The Last of Us, Part I & II
Its a shame I need to specify that yes, I do mean BOTH games, but alas, the internet makes up its negative opinions in mysterious ways. The two games both stand for something that are worthwhile to take note of. The first, a game about companionship, and the flawed nature of human relationships and the lengths at which people are willing to go to protect those close to them. The second, a game about loss, and the lengths at which people will go to complete their fantasies of vengeance, even at the cost of their own demise.
Plus, top tier writing and a score by Gustavo Santaolalla is a solid teacher in how to make a good piece of story great. These games are a must.
Counter-Strike: Classic and GO
Taking a break from the story driven games, we have a competitive shooter. Unlike me, I know, but I actually think there’s a reason this game has stood the test of time when so many before (and after it) fail to last, even in the best of times. There’s something in this game, at its core, that helps players retain interest. Whether its the steep learning curve, the depth of the mechanics, or just the satisfaction in pulling out a couple USPS headshots, this game has what we call incredible craftsmanship.

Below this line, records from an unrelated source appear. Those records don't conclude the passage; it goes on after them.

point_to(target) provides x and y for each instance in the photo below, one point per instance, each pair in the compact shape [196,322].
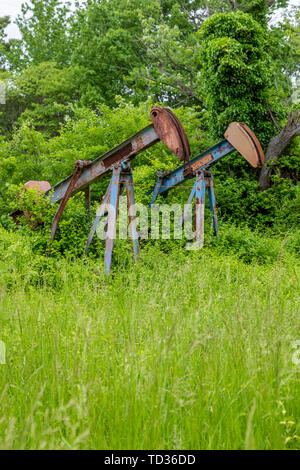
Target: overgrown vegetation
[184,349]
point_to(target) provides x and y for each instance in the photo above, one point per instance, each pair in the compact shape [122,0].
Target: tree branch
[277,145]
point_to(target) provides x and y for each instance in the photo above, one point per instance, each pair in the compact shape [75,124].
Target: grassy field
[181,352]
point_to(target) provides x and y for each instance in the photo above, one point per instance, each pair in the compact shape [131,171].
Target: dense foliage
[185,349]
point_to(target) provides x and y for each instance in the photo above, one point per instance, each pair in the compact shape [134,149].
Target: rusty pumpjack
[238,136]
[167,128]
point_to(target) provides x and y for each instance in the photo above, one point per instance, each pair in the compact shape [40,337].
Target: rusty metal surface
[203,161]
[103,164]
[171,132]
[246,142]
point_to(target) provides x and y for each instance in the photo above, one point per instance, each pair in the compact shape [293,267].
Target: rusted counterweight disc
[171,132]
[246,142]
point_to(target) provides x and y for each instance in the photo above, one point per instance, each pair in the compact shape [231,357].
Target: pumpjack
[166,128]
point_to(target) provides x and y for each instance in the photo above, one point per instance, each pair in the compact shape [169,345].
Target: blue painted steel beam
[202,162]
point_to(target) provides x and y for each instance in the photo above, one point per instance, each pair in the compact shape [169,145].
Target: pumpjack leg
[204,180]
[121,179]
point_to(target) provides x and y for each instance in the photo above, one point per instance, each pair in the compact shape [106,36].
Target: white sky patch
[12,8]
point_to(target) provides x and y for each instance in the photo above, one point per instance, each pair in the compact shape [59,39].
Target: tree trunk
[277,145]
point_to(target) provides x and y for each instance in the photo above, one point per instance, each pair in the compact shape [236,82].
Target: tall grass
[179,352]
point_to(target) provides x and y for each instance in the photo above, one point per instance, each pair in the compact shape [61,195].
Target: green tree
[44,28]
[42,96]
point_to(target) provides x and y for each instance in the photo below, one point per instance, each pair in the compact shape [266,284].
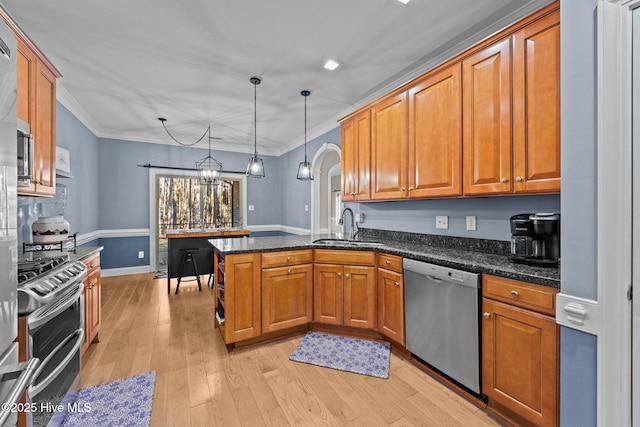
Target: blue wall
[578,361]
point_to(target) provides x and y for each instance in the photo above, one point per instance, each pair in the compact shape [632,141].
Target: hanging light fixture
[209,169]
[255,168]
[304,168]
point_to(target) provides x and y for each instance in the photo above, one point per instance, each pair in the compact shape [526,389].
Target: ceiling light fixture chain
[304,168]
[184,144]
[255,168]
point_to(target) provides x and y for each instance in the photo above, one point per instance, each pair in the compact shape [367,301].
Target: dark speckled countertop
[474,255]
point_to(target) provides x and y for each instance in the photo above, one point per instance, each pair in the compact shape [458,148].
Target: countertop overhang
[467,260]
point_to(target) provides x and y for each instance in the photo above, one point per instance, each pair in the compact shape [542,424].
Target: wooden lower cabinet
[520,365]
[92,301]
[242,302]
[287,297]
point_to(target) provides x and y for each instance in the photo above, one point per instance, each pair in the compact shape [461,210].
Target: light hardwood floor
[199,383]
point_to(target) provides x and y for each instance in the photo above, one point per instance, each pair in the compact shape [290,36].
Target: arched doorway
[325,188]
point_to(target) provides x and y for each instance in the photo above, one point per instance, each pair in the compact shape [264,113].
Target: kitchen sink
[347,243]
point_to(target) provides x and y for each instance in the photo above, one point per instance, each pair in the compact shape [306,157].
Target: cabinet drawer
[344,257]
[527,295]
[284,258]
[92,263]
[390,262]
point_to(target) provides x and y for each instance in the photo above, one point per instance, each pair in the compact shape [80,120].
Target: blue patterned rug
[121,403]
[346,354]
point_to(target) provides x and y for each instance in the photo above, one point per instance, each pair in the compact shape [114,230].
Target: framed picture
[63,162]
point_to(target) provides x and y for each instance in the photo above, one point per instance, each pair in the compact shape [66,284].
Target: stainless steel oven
[52,303]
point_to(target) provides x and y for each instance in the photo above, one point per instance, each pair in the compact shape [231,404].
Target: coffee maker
[535,239]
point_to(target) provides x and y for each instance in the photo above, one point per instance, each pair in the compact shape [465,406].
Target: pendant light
[209,169]
[255,168]
[304,169]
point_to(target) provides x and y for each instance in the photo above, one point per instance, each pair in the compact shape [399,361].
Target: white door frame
[324,150]
[614,210]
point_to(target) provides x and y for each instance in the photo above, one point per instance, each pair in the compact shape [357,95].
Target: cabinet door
[327,296]
[391,305]
[360,297]
[520,361]
[242,297]
[389,148]
[349,168]
[435,135]
[287,294]
[45,131]
[536,106]
[487,120]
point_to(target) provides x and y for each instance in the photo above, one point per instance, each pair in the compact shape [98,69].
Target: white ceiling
[126,63]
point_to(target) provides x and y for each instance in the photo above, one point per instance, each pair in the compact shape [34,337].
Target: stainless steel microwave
[25,154]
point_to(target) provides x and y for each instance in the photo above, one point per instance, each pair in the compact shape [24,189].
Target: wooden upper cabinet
[435,135]
[536,106]
[487,120]
[389,146]
[356,148]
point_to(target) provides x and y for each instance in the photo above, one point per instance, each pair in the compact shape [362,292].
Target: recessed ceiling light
[330,64]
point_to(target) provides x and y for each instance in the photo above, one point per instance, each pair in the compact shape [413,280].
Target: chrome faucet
[341,222]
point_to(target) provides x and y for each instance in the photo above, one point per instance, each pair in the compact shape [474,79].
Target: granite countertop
[475,261]
[75,254]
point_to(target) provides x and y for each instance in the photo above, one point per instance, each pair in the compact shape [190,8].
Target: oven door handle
[36,387]
[46,313]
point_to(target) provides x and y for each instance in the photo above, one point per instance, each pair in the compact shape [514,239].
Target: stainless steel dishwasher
[441,318]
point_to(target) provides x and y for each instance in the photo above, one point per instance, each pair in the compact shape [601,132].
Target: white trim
[141,269]
[324,150]
[578,313]
[614,212]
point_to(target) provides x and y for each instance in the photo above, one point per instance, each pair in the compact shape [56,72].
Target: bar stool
[187,257]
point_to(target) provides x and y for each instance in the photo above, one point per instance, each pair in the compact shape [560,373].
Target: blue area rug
[346,354]
[121,403]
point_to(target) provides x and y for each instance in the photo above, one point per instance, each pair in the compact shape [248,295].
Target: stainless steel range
[50,299]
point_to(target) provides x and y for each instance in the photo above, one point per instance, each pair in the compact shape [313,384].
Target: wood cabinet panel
[287,297]
[536,106]
[328,306]
[389,148]
[360,297]
[487,120]
[356,154]
[242,297]
[520,361]
[435,135]
[391,305]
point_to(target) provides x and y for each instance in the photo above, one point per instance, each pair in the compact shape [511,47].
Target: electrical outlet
[471,222]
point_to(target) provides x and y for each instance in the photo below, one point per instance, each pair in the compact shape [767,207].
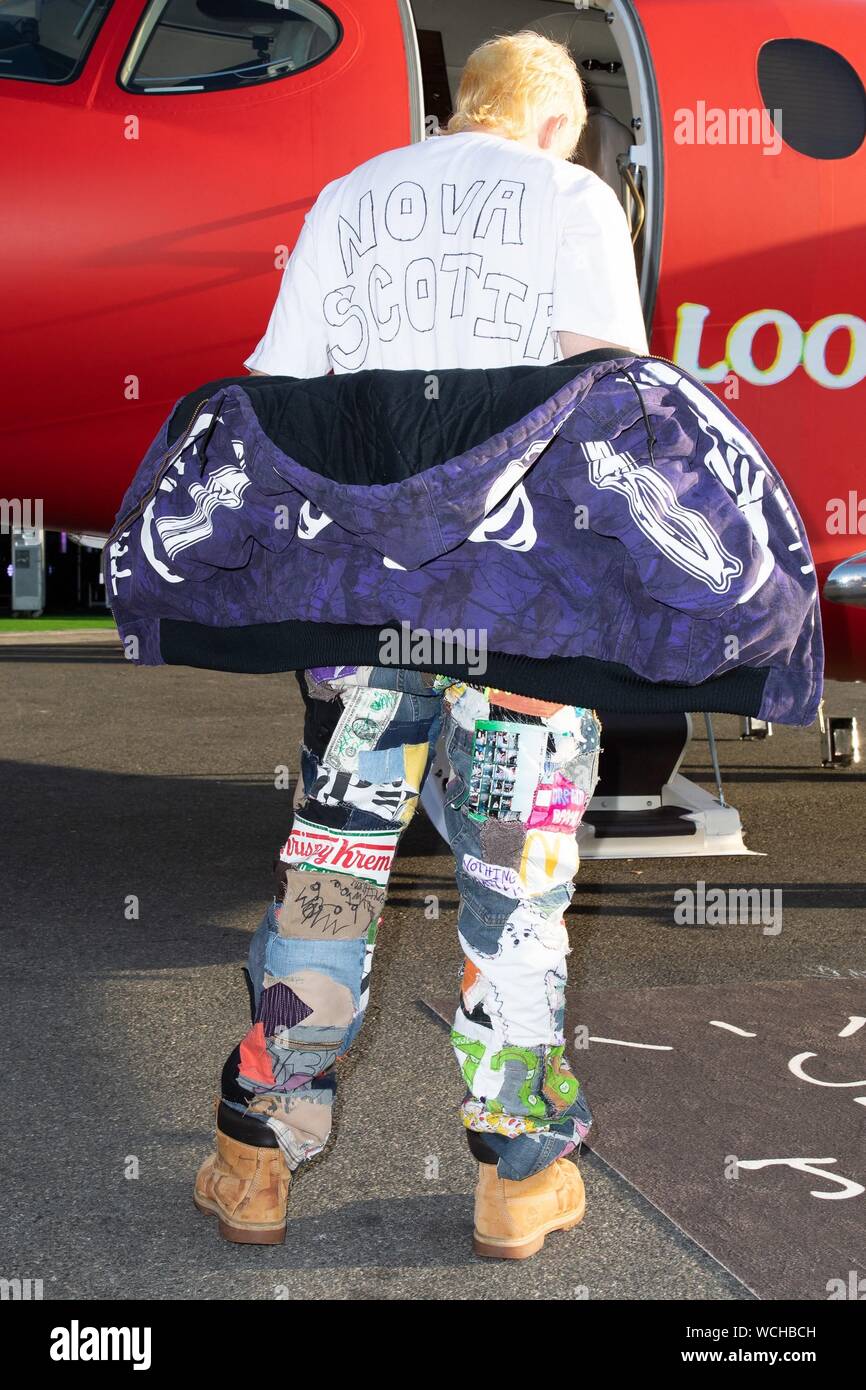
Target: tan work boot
[246,1186]
[512,1219]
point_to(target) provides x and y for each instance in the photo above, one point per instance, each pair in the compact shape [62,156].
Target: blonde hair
[513,82]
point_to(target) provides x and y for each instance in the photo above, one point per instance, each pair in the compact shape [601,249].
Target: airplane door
[759,287]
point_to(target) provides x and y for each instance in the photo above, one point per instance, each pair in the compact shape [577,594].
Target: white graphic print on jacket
[734,460]
[681,534]
[224,488]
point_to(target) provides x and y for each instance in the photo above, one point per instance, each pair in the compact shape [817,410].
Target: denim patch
[341,961]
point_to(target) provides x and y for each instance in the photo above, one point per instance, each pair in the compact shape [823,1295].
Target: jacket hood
[613,531]
[363,448]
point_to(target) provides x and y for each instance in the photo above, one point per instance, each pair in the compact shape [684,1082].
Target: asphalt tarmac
[139,818]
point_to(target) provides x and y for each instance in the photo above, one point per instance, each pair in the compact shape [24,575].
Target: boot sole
[249,1235]
[510,1248]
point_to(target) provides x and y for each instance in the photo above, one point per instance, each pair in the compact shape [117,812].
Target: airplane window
[214,45]
[47,41]
[819,95]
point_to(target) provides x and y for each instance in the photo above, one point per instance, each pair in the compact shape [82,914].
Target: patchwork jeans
[521,774]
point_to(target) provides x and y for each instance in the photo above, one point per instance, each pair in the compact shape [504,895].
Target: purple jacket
[603,526]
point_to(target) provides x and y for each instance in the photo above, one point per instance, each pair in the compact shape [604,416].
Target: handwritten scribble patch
[328,905]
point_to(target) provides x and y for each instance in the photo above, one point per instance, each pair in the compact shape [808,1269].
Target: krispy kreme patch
[363,854]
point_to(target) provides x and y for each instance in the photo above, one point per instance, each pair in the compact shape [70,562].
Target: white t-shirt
[463,250]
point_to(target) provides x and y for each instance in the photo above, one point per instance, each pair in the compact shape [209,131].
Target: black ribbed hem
[245,1129]
[267,648]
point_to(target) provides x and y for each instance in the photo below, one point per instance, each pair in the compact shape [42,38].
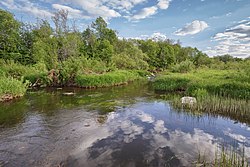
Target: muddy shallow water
[120,126]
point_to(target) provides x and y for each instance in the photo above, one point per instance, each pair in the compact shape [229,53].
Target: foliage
[224,83]
[11,88]
[59,54]
[104,80]
[183,67]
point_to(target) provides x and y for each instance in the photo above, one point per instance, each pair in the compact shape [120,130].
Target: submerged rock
[188,100]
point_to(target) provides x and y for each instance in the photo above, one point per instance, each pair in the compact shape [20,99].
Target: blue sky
[214,26]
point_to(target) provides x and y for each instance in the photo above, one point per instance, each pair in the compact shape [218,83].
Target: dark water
[121,126]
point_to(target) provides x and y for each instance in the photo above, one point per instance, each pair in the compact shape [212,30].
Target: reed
[226,83]
[105,80]
[224,158]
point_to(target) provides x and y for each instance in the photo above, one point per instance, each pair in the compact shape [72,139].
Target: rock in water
[188,100]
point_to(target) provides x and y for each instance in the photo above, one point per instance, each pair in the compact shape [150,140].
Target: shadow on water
[119,126]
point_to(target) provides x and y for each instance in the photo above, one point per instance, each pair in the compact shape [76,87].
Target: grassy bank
[105,80]
[224,158]
[226,83]
[235,109]
[11,88]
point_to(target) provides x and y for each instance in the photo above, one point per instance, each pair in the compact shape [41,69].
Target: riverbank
[225,83]
[11,88]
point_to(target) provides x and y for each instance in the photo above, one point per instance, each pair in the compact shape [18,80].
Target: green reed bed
[224,158]
[105,80]
[236,109]
[226,83]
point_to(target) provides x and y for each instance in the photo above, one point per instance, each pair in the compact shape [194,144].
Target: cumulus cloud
[27,7]
[144,13]
[163,4]
[234,41]
[192,28]
[88,9]
[157,36]
[150,11]
[73,13]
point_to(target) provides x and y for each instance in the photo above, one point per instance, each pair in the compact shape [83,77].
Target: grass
[236,109]
[226,83]
[11,88]
[107,79]
[224,158]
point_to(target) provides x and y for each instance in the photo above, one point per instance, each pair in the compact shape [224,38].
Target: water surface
[120,126]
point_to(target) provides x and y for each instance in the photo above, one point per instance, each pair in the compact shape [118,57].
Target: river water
[121,126]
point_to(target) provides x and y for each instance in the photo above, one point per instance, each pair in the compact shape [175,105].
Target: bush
[11,88]
[107,79]
[183,67]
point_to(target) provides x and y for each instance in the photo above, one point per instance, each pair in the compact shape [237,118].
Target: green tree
[10,41]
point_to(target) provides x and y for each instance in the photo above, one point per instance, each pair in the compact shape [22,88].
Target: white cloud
[88,9]
[27,7]
[157,36]
[144,13]
[163,4]
[192,28]
[234,41]
[73,13]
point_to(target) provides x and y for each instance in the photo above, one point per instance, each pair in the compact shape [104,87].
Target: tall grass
[224,158]
[104,80]
[227,83]
[236,109]
[11,88]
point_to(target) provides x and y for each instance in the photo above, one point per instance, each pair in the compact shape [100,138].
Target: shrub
[183,67]
[107,79]
[12,88]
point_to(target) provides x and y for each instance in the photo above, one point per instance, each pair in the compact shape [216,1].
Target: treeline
[57,54]
[30,44]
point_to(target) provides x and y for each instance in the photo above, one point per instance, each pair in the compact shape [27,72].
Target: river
[120,126]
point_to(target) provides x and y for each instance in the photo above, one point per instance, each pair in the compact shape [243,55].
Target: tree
[101,30]
[45,45]
[9,36]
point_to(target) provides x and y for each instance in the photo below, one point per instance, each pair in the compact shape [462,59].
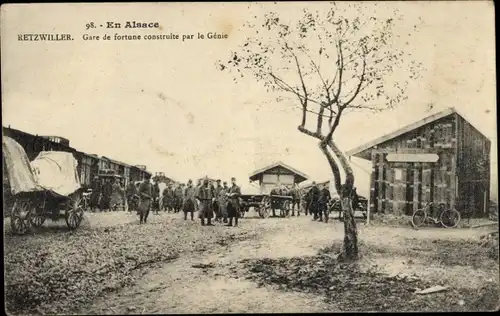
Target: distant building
[275,175]
[441,158]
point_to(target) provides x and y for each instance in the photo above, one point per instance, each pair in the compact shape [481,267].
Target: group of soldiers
[318,201]
[220,203]
[106,194]
[314,201]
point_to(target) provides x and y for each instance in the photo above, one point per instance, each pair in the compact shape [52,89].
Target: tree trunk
[350,245]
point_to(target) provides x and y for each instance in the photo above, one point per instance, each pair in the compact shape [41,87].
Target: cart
[47,187]
[279,202]
[264,204]
[251,201]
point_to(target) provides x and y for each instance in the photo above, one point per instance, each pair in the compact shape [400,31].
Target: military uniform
[146,195]
[313,201]
[96,194]
[189,201]
[324,198]
[156,198]
[233,207]
[223,201]
[107,191]
[216,204]
[295,201]
[168,195]
[206,194]
[178,195]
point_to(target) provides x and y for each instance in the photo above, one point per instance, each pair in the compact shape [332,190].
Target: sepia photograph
[249,157]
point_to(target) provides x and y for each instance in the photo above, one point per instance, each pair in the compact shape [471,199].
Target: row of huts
[88,164]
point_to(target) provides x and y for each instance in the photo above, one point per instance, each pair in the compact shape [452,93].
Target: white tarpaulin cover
[56,171]
[18,167]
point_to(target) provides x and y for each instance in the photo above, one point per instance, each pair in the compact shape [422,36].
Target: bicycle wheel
[450,218]
[418,218]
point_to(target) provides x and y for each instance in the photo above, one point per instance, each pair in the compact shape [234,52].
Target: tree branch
[358,88]
[341,69]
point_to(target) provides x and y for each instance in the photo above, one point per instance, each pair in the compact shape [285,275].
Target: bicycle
[446,217]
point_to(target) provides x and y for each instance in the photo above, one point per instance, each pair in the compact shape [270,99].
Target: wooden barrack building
[275,175]
[441,158]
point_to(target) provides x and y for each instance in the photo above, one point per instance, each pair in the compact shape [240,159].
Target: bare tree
[328,64]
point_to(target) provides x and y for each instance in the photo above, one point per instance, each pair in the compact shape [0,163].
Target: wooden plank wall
[473,169]
[430,182]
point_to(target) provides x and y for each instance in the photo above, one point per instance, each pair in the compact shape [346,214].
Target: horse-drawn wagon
[265,205]
[47,187]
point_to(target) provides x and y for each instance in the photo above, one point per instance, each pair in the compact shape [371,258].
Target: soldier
[116,194]
[96,193]
[167,195]
[223,201]
[216,205]
[178,196]
[313,200]
[294,192]
[324,198]
[189,200]
[275,191]
[197,204]
[107,191]
[156,197]
[131,194]
[206,196]
[233,206]
[146,195]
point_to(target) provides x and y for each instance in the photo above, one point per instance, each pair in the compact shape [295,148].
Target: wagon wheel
[265,207]
[20,217]
[37,220]
[74,216]
[243,210]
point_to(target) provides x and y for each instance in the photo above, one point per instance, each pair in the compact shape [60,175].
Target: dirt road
[202,283]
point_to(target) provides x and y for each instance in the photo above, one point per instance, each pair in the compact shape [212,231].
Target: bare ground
[217,280]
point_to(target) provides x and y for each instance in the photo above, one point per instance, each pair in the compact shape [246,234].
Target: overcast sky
[164,104]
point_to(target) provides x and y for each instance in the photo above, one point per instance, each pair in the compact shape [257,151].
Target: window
[398,174]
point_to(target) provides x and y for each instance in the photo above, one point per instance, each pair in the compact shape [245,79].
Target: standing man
[107,191]
[314,197]
[167,195]
[223,200]
[197,204]
[206,196]
[116,195]
[216,204]
[146,195]
[233,206]
[96,193]
[274,191]
[156,197]
[324,199]
[178,196]
[131,193]
[294,192]
[189,200]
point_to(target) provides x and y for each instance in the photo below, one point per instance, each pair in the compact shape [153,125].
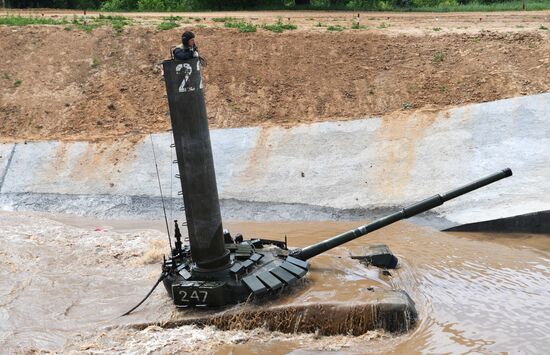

I mean, it originally came out in 1999, and it’s still kicking as a top-dog in the Esports scene. This game is a gateway into both future and the past. Not to mention its ties as a mod with the Half-Life series, which opens a whole other world of story telling in itself. And anyway, I’d rather my kids play this game than get sucked into the McDonald’s of video games that is pop-contemporary shooters like Fortnite and Call of Duty. Don’t get me wrong, they have their strengths as pieces of art, but also, do I really need to explain myself or can I move on? Moving on.
Nintendo Games In General
Don’t get me wrong, I have very little experience when it comes to Nintendo. I’ve played through about a quarter of Ocarina of Time and that’s about it, aside from some Mario Party and Smash here n’ there. But what I do know, even in my lesser experience, is that Nintendo puts out quality games that you can sit down with for a couple of hours and actually enjoy yourself with before being done with it for the day. Most games, these days, are designed to be time sinks. To pull you in until your paying the company who designed it with all of your attention and time. With Nintendo, I get the sense that the effects their games have are far more wholesome than that. I’d like for my kids to be able to enjoy themselves every once in while, you know?
A crazy idea, I know. But not everything needs to be a lesson in art or philosophy. Sometimes you just wanna smack some goombas for the hell of it, ya dig?